10 December 2019

Arrangement fees in Germany: how to deal?

The Federal Court of Justice (Bundesgerichtshof (BGH)) ruled in 2014 and 2017 that clauses implementing arrangement fees (Bearbeitungsentgelte) in consumer and commercial loan agreements are subject to regulations governing standard terms and conditions (AGB-Inhaltskontrolle).

Arrangement fee clauses which are actually negotiated by the parties will fall within an exception to the regulations. If, however, the relevant provision falls within the ambit of the regulations and fails to comply, a court could deem it ineffective. In these circumstances, any fees paid would have to be reimbursed.

Interests of the parties

In commercial loan agreements, both the lender and the borrower usually prefer having a one-off arrangement fee, rather than a higher interest rate running throughout the duration of the loan. The lender gets its money upfront, irrespective of early termination of the loan agreement and/or prepayment, and the borrower can often reduce its tax burden.

Unfortunately, the legislation and judicial interpretation presently work together to lead to the bizarre situation that even when both lender and borrower have agreed on an arrangement fee, they may be thwarted by the decision of a German court.

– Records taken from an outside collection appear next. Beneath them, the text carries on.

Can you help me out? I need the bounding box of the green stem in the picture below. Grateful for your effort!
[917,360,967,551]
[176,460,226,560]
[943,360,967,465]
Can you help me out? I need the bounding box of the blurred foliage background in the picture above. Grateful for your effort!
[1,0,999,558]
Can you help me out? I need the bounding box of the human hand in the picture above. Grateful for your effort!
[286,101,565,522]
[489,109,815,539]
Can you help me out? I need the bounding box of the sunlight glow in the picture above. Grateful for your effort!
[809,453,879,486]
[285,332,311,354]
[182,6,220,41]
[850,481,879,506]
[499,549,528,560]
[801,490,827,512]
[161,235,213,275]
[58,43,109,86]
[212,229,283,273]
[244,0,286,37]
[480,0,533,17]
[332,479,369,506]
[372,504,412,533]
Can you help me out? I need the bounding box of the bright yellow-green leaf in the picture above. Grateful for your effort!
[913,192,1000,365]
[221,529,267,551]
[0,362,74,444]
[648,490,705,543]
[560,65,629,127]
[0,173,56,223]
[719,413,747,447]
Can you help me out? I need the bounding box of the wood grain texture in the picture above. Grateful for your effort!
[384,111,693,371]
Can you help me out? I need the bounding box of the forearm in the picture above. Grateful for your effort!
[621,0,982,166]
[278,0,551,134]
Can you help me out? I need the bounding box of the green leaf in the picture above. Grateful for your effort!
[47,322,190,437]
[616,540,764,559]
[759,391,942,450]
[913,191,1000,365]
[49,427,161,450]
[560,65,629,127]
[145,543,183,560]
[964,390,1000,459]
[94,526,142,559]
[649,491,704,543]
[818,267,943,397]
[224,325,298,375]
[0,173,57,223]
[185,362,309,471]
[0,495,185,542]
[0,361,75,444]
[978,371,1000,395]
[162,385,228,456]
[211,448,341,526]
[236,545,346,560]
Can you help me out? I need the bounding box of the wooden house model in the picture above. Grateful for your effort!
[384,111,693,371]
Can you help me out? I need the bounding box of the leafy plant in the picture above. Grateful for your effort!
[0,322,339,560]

Circumventing the rules: possibilities

Borrowers and lenders have therefore tried to find new solutions to factor in arrangement fees for payment on signing, despite the BGH's ruling:

  • The parties may conclude a separate fee letter governed by a foreign law which is not as restrictive as German law. Since Article 3 par. 1 of the Regulation (EC) No 593/2008 of 17 June 2008 (Rome I) expressly allows such choice of law, this is seen as the most convenient route.However, the AGB-Inhaltskontrolle may still apply in cases where there is no connection to the country whose law was chosen according to Article 3 par. 3. One cannot exclude the possibility that a German court would hold such a division of the payment obligations – interest under German law, and a one-time fee under a different country's law – inconsistent and therefore ineffective. While there is at least one foreign party in most commercial financings, which would allow for a fee letter even when taking the restrictions described above into account, this is not always the case
  • To evade the application of the German provisions on standard terms and conditions, the borrower might therefore issue a fee letter as an offer to the lender. The borrower would therefore be considered the 'user' (Verwender) under the AGB-Inhaltskontrolle instead of the other (supposedly weaker) party that the German law provisions are intended to protect. However, if the borrower offers to pay an arrangement fee just because such fee is considered to be market standard, it may be the case that a German court concludes that the borrower needs to be protected nonetheless, and deems the fee void
  • As another option, the lender might consider applying a higher rate of interest for the first few interest periods, which would yield the same results as a one-time fee. However, sec. 306a German Civil Code (BGB) expressly states that the AGB-Inhaltskontrolle provisions apply when the parties try to circumvent them by other structures. One cannot exclude the possibility that a German court would rule that such construction is a circumvention, therefore holding the clause ineffective


While market participants are currently using methods to include arrangement fees for loans, these have not yet been tried and tested by the German courts.